Pas grand chose. Depuis un certain nombre d'années dejà. Nous ne suivons plus ce qui se fait. Nous réécoutons donc de vieilles choses comme Brian ENO, quelques vieux PSYCHIC TV, sinon, de la musique classique et puis PRINCE aussi...

Et France Culture, êtes vous encore en lien avec eux ?

Oui, disons qu'il y a des gens qui s'occupent d'une émission, "Clair de Nuit", qui a lieu le samedi et le dimanche de minuit à 1 heure. Nous connaissons ces personnes depuis quelques années maintenant. Au tout début nous leur avions simplement envoyé une cassette, ils ont aimé notre musique, depuis lors nous sommes restés en contact.

Pensez-vous connaitre votre public ?

Sur Paris oui, en province pas du tout. Ceci parce que nous avons fait bon nombre de concerts sur Paris et les gens sont un peu fidélisés. Le public parisien est très respectueux et c'est une chose qui est vraiment importante à nos yeux. A chaque fois nous avons fait ces spectacles différents. Les gens étaient conscients qu'ils ne savaient pas à quoi s'attendre. Ils avaient une attitude active dès le départ.

Si sur scène vous jouez certains morceaux qui bougent et si le public se met à bouger aussi, cela prend un aspect très rock..... Cela vous gène-t-il ?                               

Absolument pas. Si nous faisions des morceaux comme ça, il n'y a aucune raison.

Vivez vous de CLAIR OBSCUR ?

Non. c'est parce que nous travaillons à côté que nous pouvons faire vivre CLAIR OBSCUR.

Votre prochain album sera-t-il sur VISA, comme "IN OUT" ?

Nous ne savons pas encore. Nous avons plusieurs pistes pour le moment.

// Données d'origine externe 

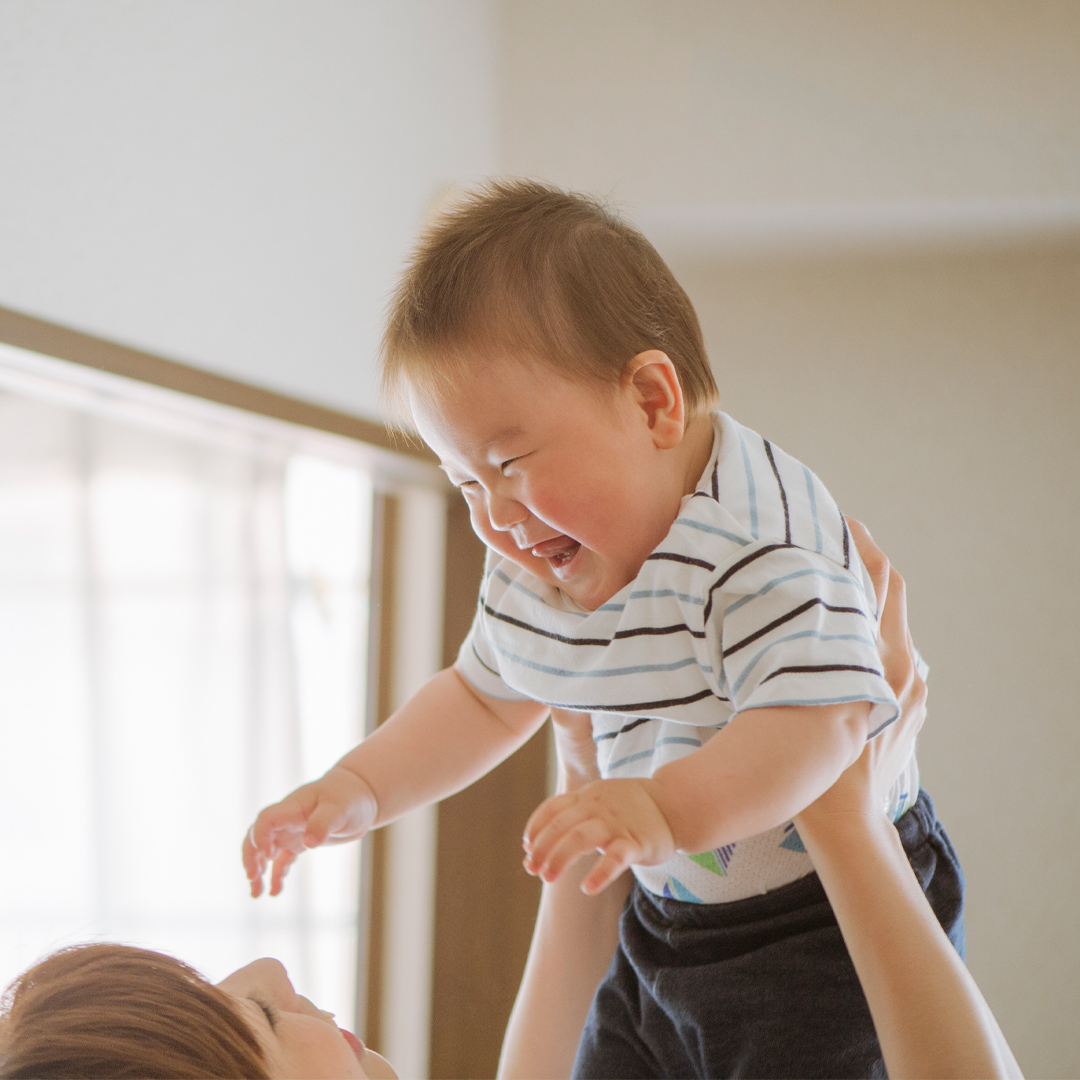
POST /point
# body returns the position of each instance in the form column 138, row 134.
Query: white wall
column 714, row 102
column 876, row 210
column 233, row 185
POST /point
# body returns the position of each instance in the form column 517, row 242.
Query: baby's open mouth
column 558, row 551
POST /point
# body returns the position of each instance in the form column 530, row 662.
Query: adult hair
column 521, row 270
column 102, row 1010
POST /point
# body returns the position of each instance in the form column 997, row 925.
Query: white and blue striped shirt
column 755, row 597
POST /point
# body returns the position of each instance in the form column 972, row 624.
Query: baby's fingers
column 616, row 859
column 556, row 849
column 543, row 815
column 255, row 864
column 281, row 865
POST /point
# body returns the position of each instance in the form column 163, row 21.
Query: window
column 184, row 611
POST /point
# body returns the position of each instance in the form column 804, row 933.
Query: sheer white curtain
column 183, row 632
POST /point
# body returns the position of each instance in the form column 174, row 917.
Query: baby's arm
column 446, row 736
column 756, row 773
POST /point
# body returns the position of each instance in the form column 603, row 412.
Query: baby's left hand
column 618, row 818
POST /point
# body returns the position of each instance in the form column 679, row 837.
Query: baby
column 675, row 575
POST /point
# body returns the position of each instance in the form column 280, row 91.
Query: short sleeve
column 794, row 628
column 478, row 663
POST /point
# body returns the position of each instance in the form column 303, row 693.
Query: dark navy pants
column 757, row 987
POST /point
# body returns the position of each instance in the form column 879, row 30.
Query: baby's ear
column 653, row 381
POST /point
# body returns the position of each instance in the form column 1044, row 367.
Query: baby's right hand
column 337, row 807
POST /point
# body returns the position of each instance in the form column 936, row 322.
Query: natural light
column 183, row 638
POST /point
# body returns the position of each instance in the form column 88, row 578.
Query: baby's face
column 561, row 476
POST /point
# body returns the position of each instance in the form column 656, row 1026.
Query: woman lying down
column 102, row 1010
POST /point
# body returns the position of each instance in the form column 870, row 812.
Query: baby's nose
column 505, row 513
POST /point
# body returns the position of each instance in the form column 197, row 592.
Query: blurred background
column 875, row 207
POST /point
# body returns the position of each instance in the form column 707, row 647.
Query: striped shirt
column 756, row 597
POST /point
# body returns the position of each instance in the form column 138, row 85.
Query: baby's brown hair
column 521, row 269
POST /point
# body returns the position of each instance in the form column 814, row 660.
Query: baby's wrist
column 361, row 790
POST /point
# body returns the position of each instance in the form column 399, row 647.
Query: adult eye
column 268, row 1011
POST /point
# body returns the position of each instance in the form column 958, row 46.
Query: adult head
column 108, row 1010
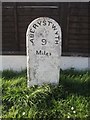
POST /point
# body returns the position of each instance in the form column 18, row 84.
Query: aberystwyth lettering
column 47, row 24
column 43, row 51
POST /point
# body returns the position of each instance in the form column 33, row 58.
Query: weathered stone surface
column 43, row 51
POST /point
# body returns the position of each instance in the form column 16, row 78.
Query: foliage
column 70, row 100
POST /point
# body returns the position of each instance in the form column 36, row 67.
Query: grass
column 70, row 100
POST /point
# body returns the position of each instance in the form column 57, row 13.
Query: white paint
column 43, row 51
column 19, row 62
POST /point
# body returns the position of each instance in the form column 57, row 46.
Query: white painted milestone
column 43, row 51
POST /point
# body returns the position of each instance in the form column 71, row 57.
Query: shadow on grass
column 77, row 82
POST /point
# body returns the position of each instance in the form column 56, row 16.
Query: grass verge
column 70, row 100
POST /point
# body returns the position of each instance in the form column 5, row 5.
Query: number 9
column 44, row 41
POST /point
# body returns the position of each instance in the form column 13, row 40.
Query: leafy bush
column 67, row 101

Que pensez vous des gens de VISA ?

Cela fait longtemps que nous les connaissons. Nous avons connu Thierry avec l'année de notre formation, en 81-82. Il travaillait sur Radio Libertaire, il y faisait une émission qui s'appelait "Trisomie 21". Il a très vite aimé ce que nous faisions. Nous sommes devenus amis, puis nous avons rencontré Yves et l'autre Thierry. Cela a mis quelques années, mais un jour nous avons décidé de faire ce disque (IN OUT) ensemble. Les gens de VISA sont des gens rigoureux sans aucune flatterie et je pense qu'ils sont reconnus comme tels dans le milieu indépendant.

Quelles ont été vos motivations premières pour faire de la musique ? Avez vous une formation classique ?

Non aucune. En ce qui concerne "mes motivations premières',. je dirais plutôt "Quelles ont été tes motivations premières pour écouter ce genre de musique ?". Au départ, il y a simplement le fait de ne pas se satisfaire de ce que tu entends communément, puis après de savoir pourquoi toi tu as envie de faire quelque chose.